Friday 21 August 2015

What's it all about...? Re: the "Requiem Mass" for Priscilla Maria Veronica Willis OBE (aka "Cilla Black" - the UK celebrity singer and TV star) at the Catholic church of St Mary, Woolton, Liverpool - August 20th, 2015 (#1)







At the time of writing, the Archdiocese of Liverpool website is highlighting (as shown above), a link to an important briefing paper ("Assessing the evidence on Assisted Suicide") produced just three days ago by the English and Welsh Catholic bishops, ahead of the UK MPs' debate in the House of Commons, 20 days from now, about a bill which seeks to enshrine in British law the legal right to "enable competent adults who are terminally ill to choose to be provided with medically supervised assistance to end their own life; and for connected purposes".

The primary aim of the bishops' short document is actually to refer readers onwards to another work: a study produced by the Anscombe Bioethics Centre ("Assisted Suicide and Euthanasia: A Guide to the Evidence") which comprehensively nails the lie that this murderous campaign (heavily backed by the UK media and assorted UK celebrities, incidentally) is founded upon "mercy". Moreover, it asserts that its anti-success, if given Royal Assent, would only serve to "undermine key principles of law, medical ethics and palliative care". 

Offering eight reasons not to legalise Physician Assisted Suicide (PAS), it is the fourth in a sobering list provided by the Anscombe team which forms the bedrock case: 

Legalising PAS would undermine a foundational principle of law and justice. All human beings possess, in virtue of our common humanity, an equal and intrinsic dignity. It is contrary to justice and human solidarity intentionally to kill an innocent human being (that is, someone not engaged in unjust aggression).

Whilst rightly highlighting the links to this hugely impressive, incredibly clear and ultra-urgent document, the Archdiocesan website also directs readers to coverage of the high-profile funeral celebrated yesterday by the Auxiliary Bishop in one of the city of Liverpool's most famous Catholic churches – which was also broadcast live to millions across the UK on TV, radio and the Internet – of a soul who scandalised many of her fellow baptised Catholics by publicly proclaiming her support for assisted suicide and especially the Dignitas euthanasia clinic in Switzerland.

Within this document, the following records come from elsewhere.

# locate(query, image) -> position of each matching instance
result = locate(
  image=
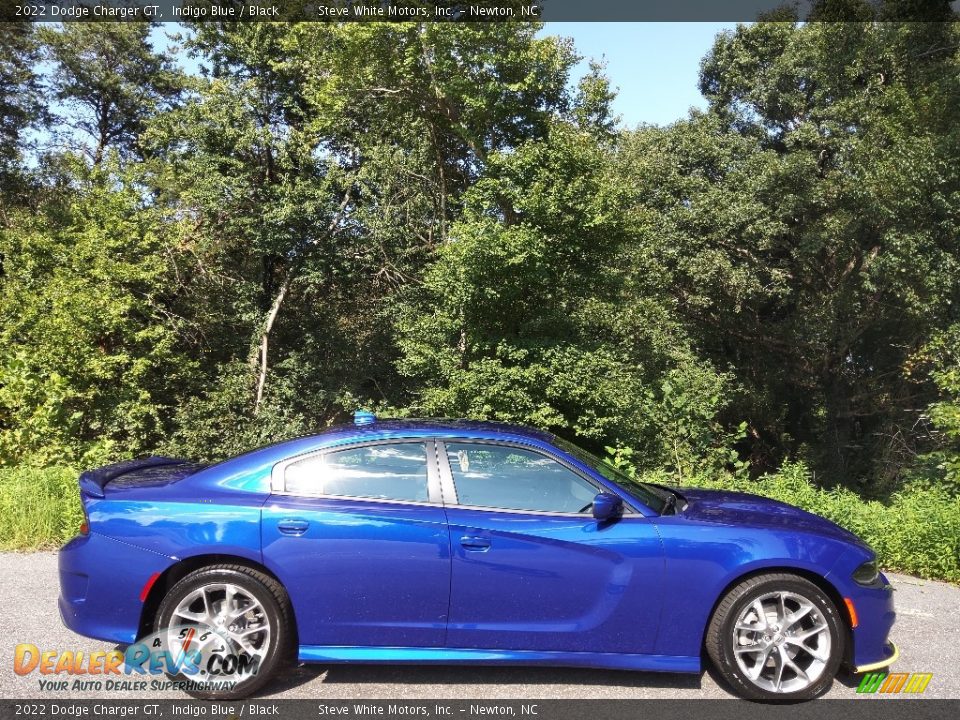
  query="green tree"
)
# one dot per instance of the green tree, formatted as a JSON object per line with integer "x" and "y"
{"x": 20, "y": 102}
{"x": 108, "y": 81}
{"x": 88, "y": 355}
{"x": 805, "y": 227}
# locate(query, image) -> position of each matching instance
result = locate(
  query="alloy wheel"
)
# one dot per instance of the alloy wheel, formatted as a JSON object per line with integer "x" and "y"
{"x": 781, "y": 642}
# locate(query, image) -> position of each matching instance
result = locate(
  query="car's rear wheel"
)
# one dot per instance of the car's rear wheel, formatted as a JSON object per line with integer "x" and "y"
{"x": 236, "y": 623}
{"x": 776, "y": 637}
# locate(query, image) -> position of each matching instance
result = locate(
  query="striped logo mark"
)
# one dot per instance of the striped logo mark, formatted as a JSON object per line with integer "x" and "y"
{"x": 890, "y": 683}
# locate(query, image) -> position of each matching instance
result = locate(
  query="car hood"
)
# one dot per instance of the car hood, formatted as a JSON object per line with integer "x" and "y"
{"x": 733, "y": 508}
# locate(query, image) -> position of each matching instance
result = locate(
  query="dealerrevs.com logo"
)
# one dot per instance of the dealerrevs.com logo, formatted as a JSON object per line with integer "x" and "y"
{"x": 193, "y": 657}
{"x": 893, "y": 683}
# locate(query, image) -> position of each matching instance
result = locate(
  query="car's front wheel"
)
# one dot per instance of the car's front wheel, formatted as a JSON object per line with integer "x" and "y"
{"x": 231, "y": 624}
{"x": 776, "y": 637}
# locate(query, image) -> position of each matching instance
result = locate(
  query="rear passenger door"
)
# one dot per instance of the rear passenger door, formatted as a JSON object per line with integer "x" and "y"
{"x": 358, "y": 536}
{"x": 532, "y": 568}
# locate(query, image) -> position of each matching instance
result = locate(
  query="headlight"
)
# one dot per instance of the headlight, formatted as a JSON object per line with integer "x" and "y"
{"x": 866, "y": 574}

Here is what the baptised Catholic, Priscilla Willis (née White; aka "Cilla Black"), said last year, on May 12th, 2014, just three weeks prior to the introduction and first reading of the Assisted Dying Bill in the UK House of Lords, at the height of the initial media-fulled propaganda onslaught:

“I agree with Dignitas, but I couldn’t be the one to administer the poison that kills me. I know I couldn’t commit suicide. I’m too much of a coward. I couldn’t do it. I’d rather somebody make that decision for me.”

"Cilla", in the same newspaper interview, repeated what she had publicly proclaimed to another British newspaper three years earlier – when she had first started to hint at her tacit support for euthanasia – by saying she wouldn't like to live beyond the age of 75. The Lord took her earlier this month aged 72.




It is our fervent prayer that prior to her death Cilla Black recognised the gravity of that publicly proclaimed statement, which had the potential to mislead many unsuspecting souls, and (even in the absence, as far as we can see, of an equally satisfactory and public statement denouncing her belief) repented of her proclamation and died in the state of sacramental grace.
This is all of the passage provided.